BMJ Case Rep. 2020 Mar 31;13(3):e233123. doi: 10.1136/bcr-2019-233123.
A 65-year-old comorbid female patient presented to our urology department with a history of multiple interventions to treat severe overactive bladder symptoms. She had a history of clam ileocystoplasty, which was then converted to an ileal conduit due to failure to resolve her symptoms. She subsequently developed multiple complications, most significantly ureteroileal stenosis, managed with bilateral ureteric stents. She later decided on bilateral nephrostomies and subsequent antegrade stent insertion. At follow-up, the proximal end of the left stent remained within the kidney and the distal end was free within the abdominal cavity. There was further migration of the stent in its entirety into the lumen of the terminal ileum on subsequent imaging. She denied any significant gastrointestinal symptoms, signs or peritonitis. Consideration was made for the endoscopic removal of the stent by the gastrointestinal team; however, the patient refused any further procedures preferring to be monitored.

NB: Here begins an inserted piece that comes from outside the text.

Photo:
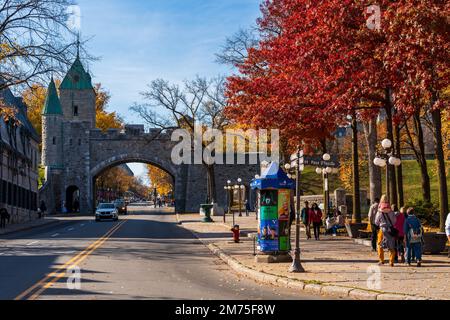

一名65岁的患有多种疾病的女性患者因严重膀胱过度活动症症状接受过多次治疗,前来我院泌尿外科就诊。她曾接受过回肠膀胱扩大术,但由于症状未缓解,后来改为回肠代膀胱术。她随后出现了多种并发症,最严重的是输尿管回肠狭窄,通过双侧输尿管支架进行治疗。她后来决定进行双侧肾造瘘术及随后的顺行支架置入术。在随访中,左支架近端仍留在肾脏内,远端在腹腔内自由活动。在随后的影像学检查中,支架整体进一步移入末段回肠腔内。她否认有任何明显的胃肠道症状、体征或腹膜炎。胃肠病学团队考虑通过内镜取出支架;然而,患者拒绝任何进一步的手术,更愿意接受监测。